2024-25 CGII Research Responds to Global Flux

Essay

2024-25 CGII Research Responds to Global Flux

Pratt Gingko from between marble shapes
T

he Center for Global Inquiry and Innovation closes out the 2024-2025 academic year during what can only be described as a season of consequence and challenge. In the most important ways, this grant cycle has been enormously successful.

Numbers tell part of the story. Across all grant types, CGII saw over 100 proposals totaling nearly $1.3 million in asks. We awarded nearly $500,000 to 51 projects involving 68 faculty principal investigators and co-principal investigators, 40 graduate students, and 8 undergraduates, hailing from 7 of 11 schools.

The real story, though, is about far more than numbers. Researchers and learners pursued topics that clearly demonstrate the complexity of a global world in flux, and of the rigor and imagination required to engage it. Projects have involved a wide gamut of concerns, including:

  • Extending palliative care to older Māori adults in New Zealand
  • Studying dust and ice in the cosmos
  • Learning about the intersections of law, race, and rights in the history of the Indian Ocean
  • Understanding the art of resistance among Indigenous people in relation to Cold War nuclear colonialism
  • Creating innovative ways of curating art museums
  • Developing building supplies made of living mycelium and demolition waste
  • Pioneering computer-science education in rural Colombia and southern Virginia
  • Improving surgical data equity in Africa
  • Combining scientific and humanistic research to understand lucid dreaming in Bhutan
  • Charting refugee movements in humanitarian design in Greece
  • Considering China’s role in a newly destabilized world
  • Rethinking the role of Bitcoin in supporting democratic advocacy across the globe

Graduate students from a dozen departments and schools have pursued dissertation and master’s topics across six continents.

Undergraduate students have worked with faculty on climate-change resilience in Hawai’i, the Namibian genocide, the effects of border militarization on migrant health in northern Mexico, and an occultation of Pluto in South Africa.

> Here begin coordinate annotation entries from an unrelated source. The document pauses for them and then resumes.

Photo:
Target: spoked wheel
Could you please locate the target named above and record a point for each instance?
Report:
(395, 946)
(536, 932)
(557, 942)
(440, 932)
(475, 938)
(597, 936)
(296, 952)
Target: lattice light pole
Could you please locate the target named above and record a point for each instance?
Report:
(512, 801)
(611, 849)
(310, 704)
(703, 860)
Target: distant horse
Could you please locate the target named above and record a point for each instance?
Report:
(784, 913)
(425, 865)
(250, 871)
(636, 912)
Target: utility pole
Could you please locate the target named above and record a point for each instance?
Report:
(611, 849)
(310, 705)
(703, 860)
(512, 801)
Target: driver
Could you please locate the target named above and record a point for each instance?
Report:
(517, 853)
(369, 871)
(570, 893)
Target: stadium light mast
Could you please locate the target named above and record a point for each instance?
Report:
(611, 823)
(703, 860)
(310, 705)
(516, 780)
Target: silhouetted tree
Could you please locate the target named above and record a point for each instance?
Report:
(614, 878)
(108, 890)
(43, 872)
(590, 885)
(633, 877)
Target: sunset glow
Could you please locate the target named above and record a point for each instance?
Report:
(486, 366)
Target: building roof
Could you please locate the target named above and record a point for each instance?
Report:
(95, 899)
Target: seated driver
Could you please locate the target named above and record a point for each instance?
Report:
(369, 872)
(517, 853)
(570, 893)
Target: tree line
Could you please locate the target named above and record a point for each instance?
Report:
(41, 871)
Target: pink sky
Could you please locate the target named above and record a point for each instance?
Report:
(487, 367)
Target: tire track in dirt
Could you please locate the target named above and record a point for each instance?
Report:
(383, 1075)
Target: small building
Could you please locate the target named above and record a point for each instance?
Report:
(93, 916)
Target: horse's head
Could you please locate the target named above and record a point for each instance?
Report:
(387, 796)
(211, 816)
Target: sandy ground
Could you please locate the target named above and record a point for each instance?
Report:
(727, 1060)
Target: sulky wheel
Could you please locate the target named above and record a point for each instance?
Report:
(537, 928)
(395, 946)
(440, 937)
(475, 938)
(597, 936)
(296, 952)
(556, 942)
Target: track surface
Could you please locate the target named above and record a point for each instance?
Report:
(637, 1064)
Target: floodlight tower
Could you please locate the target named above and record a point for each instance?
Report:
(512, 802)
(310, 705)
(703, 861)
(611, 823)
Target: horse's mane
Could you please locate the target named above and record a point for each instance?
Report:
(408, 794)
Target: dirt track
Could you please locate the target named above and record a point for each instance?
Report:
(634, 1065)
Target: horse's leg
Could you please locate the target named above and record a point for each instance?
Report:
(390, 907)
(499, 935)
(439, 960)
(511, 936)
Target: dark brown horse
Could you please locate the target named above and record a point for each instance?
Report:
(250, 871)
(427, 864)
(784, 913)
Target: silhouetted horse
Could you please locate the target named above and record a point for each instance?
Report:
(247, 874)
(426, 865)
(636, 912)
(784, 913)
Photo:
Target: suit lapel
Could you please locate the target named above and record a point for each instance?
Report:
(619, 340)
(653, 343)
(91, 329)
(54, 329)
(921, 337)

All this at an especially difficult time, as taken-for-granted sources of federal funds have been lost, upending research agendas. In small ways, CGII has tried to respond to this crisis by helping researchers continue projects interrupted by grant cancellations—offering stopgap/bridge funds for projects on humanitarian crises, migration, refugees, asylum-seekers, and related topics from the Ruth-Young-Forbes Fund for the study of humanitarianism in global context.

In the face of this challenge, the variety and vibrancy of global research projects is a reminder that whatever may be going on across the world, inquiry remains vital to the human project of seeking the truths of living together on this planet.